When they reached the house she asked him directly, ‘If you think Qirum’s death is my fault, why release me?’
‘If you are innocent, it is just. If you are guilty, you will take your “gift” back to your own people. And, listen to me.’ He leaned towards her, his face hard, dark, grim. ‘I am but a soldier; I am no priest. But now I curse you. You and all your cowardly kind, you Northlanders. For what you have done here, your black crime, may our gods destroy you, and may your own gods, the mothers of sea and sky and earth, desert you. And as for you, I will wait for you in the underworld.’ And he turned and hurried away.
Milaqa, deeply shaken, ducked quickly inside.
By the light of a single lamp, Teel sat by a couch, on which Raka lay under a heap of blankets. The Annid was unconscious. Milaqa saw swellings on her neck, like those on Qirum’s body.
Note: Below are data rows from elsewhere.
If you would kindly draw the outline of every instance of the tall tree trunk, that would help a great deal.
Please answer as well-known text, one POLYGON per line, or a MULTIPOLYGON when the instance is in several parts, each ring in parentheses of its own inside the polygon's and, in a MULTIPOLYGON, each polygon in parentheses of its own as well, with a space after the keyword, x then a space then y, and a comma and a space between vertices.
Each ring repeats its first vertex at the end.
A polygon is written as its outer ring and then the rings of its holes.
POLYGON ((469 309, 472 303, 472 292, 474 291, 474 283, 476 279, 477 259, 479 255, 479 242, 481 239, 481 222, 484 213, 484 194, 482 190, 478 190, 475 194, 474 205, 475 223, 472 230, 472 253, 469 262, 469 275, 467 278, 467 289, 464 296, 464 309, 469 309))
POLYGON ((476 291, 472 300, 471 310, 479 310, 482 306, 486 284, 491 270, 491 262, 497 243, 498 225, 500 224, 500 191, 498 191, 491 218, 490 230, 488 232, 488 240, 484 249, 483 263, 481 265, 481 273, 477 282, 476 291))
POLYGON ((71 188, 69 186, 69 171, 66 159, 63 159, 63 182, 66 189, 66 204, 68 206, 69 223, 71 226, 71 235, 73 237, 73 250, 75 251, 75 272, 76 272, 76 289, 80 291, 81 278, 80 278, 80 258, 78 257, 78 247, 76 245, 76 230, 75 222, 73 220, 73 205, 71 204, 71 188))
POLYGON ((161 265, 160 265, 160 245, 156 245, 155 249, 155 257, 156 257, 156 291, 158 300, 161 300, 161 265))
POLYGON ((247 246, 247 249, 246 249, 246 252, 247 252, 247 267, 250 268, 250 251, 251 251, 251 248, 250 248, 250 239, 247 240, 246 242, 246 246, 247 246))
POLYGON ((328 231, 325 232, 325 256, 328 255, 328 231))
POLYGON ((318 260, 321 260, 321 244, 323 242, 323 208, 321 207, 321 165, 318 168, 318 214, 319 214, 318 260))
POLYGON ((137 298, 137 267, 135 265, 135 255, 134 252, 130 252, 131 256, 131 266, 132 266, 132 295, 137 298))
Teel, too, looked waxy, pale, and was breathing heavily. ‘This gift of Kilushepa’s travels quickly.’ He laughed, and coughed.
The world seemed to swivel around Milaqa. ‘Then it’s true. You sent me to kill Qirum, not to woo him.’
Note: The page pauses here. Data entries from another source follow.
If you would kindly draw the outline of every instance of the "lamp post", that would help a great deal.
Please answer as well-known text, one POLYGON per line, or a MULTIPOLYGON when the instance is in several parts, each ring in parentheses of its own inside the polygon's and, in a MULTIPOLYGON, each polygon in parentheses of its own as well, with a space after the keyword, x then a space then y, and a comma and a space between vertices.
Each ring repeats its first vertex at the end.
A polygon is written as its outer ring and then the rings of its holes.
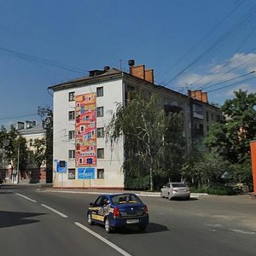
MULTIPOLYGON (((4 148, 5 147, 7 147, 7 146, 9 146, 9 139, 4 139, 3 141, 3 168, 5 168, 5 149, 4 149, 4 148)), ((8 177, 8 170, 7 170, 7 168, 6 168, 6 171, 5 171, 5 180, 6 180, 6 178, 7 177, 8 177)))

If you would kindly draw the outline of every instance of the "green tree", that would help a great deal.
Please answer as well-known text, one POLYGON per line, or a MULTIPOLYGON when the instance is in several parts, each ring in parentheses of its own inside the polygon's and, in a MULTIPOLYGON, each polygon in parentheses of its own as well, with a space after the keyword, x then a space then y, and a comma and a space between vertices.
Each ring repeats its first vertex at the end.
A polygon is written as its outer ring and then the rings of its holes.
POLYGON ((46 182, 52 183, 53 172, 53 112, 49 107, 38 108, 38 113, 43 119, 43 127, 45 129, 45 163, 46 182))
POLYGON ((12 154, 13 167, 20 172, 21 177, 24 176, 26 171, 28 150, 26 147, 26 140, 21 136, 18 136, 13 141, 14 151, 12 154))
POLYGON ((251 183, 250 142, 256 139, 256 94, 241 90, 234 93, 234 99, 221 108, 226 121, 214 124, 205 143, 209 150, 230 162, 229 181, 251 183))
POLYGON ((217 152, 197 152, 183 166, 185 180, 198 187, 222 183, 229 164, 217 152))
POLYGON ((183 128, 182 113, 166 114, 156 95, 137 91, 126 106, 118 104, 106 133, 112 146, 124 136, 125 178, 149 175, 153 190, 154 177, 177 172, 184 154, 183 128))
POLYGON ((249 157, 250 141, 256 139, 256 94, 239 90, 227 100, 221 110, 225 123, 214 124, 205 143, 230 163, 243 163, 249 157))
‘I’m sorry.’ Teel stood stiffly. ‘Oh, I am so tired . . . I’m sorry, child.’
Milaqa launched herself at him. He tried to hold her off, but she was stronger than he was, and he could not stop her blows. ‘How could you? You are my uncle! All my life you have used me. How could you betray me like this?’
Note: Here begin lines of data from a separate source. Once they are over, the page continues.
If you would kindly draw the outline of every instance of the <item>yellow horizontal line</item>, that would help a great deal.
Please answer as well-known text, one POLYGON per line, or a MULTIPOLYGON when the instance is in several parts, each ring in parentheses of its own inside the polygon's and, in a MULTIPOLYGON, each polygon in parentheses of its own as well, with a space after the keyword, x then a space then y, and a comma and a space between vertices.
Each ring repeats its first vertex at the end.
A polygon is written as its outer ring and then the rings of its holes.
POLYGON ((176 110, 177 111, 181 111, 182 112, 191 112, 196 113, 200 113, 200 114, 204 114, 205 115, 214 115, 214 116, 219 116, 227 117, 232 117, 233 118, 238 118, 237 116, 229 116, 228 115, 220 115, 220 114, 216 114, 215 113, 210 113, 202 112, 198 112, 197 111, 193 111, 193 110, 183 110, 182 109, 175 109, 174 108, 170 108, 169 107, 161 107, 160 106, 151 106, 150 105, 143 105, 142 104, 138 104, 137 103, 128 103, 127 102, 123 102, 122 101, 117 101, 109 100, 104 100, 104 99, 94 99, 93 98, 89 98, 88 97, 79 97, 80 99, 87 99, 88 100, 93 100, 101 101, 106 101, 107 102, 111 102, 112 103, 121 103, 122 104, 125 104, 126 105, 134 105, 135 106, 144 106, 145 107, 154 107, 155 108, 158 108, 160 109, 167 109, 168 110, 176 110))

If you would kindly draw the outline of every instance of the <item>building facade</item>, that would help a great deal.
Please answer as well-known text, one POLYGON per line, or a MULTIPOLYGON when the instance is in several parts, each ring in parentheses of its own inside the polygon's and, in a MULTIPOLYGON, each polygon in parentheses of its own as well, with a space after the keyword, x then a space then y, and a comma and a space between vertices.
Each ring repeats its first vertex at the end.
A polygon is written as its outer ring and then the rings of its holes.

‘We had to,’ he said. ‘Because only you could do it. Only you, child! You with your relationship with Qirum. You with your heart like an empty cup. Only you would go back to the man, knowing what he had done
to your own family
. In a way you’re as much of a monster as he is. So we used a monster to trap a monster! It had to be done. Can’t you see that?’ Coughing, he sat again, clutching his chest. ‘Well, remember me, Milaqa, even if you can’t forgive me. I’m a sort of anti-Qirum, you know. I don’t suppose you’ll ever understand that. If a warrior brute like Qirum is the kind his country needs, brave, impulsive, impressive, I am what Northland needs. Cold, manipulative, scheming. I can imagine which of us history will favour. But
you
must remember me, I am the man who gave Northland iron, and changed the world. Ah, but none of it matters. I did love you so much when you were small. I’m sorry that it has come to this.’